Birger is an avid cosplayer — a portmanteau of “costume” and “role play” — and has taught herself everything from sewing to the molding of thermoplastics in a quest to bring characters from movies, comics and video games to life in the real world.
She’s created a gender-bent (female, in this case) version of actor Jim Carry’s portrayal of Dr. Eggman (aka Dr. Robotnik), the villain from the upcoming “Sonic the Hedgehog” movie, and her foam-armored Lady Thor won her first place in the Baltimore Comic-Con amateur contest in 2018.
But on Oct. 5, Birger — as Pride — stepped up on the biggest stage yet for her cosplay: the regional cosplay championship at New York Comic Con.
“This one was national. It was live streamed, it was on SyFy,” she said. “It’s kind of a big deal for me; living childhood dreams.”
Every year there is a world championship for cosplay, according to Birger. But to get there you have to win a regional championship.
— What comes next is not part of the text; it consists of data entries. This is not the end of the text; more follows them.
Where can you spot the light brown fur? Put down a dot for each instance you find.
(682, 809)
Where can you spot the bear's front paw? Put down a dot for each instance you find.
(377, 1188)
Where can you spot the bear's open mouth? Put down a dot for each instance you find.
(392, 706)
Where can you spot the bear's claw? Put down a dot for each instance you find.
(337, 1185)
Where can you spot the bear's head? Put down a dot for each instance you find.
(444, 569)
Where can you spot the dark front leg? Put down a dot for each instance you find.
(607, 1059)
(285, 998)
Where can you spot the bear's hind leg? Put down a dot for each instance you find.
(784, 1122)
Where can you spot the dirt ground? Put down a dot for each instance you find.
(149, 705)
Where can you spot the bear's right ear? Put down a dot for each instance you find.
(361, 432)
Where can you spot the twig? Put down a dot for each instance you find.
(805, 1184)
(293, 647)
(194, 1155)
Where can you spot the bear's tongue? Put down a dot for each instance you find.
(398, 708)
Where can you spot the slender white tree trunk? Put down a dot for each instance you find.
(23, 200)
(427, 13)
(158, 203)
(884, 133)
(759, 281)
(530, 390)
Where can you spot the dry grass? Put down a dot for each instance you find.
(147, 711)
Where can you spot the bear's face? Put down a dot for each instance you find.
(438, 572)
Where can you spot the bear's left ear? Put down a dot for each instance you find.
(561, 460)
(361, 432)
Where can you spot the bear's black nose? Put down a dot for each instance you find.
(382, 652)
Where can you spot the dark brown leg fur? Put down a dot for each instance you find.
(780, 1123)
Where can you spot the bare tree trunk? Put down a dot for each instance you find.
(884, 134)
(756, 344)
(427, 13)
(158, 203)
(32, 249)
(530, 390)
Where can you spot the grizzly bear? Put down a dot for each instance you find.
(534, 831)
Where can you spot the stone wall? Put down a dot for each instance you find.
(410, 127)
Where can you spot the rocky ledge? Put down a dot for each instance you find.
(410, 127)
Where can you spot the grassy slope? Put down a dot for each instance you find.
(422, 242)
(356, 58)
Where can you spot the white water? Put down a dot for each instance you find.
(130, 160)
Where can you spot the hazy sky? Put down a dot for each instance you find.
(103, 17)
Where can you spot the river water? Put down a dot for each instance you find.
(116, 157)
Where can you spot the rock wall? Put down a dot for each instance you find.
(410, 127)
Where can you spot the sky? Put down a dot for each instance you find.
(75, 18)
“New York Comic Con hosts the eastern regional championship,” Birger said. “To even enter this competition I had to apply months in advance and get accepted by a panel.”
Which was just as well, as Birger estimates it took her and her husband Sean hundreds of hours to create the costume from when they started in April. The intricate armor is crafted from EVA foam, the face mask is 3-D printed and the 15-foot-wide wings extend from a metal back plate that weighs 21 pounds.
“There’s 18 yards of goose feathers that I sewed onto the top wing covers,” Birger said. “Each primary feather has an LED strip light through it, so they are all, the lights and the mechanical up-down motion, everything is powered by a 12-volt motor and battery.”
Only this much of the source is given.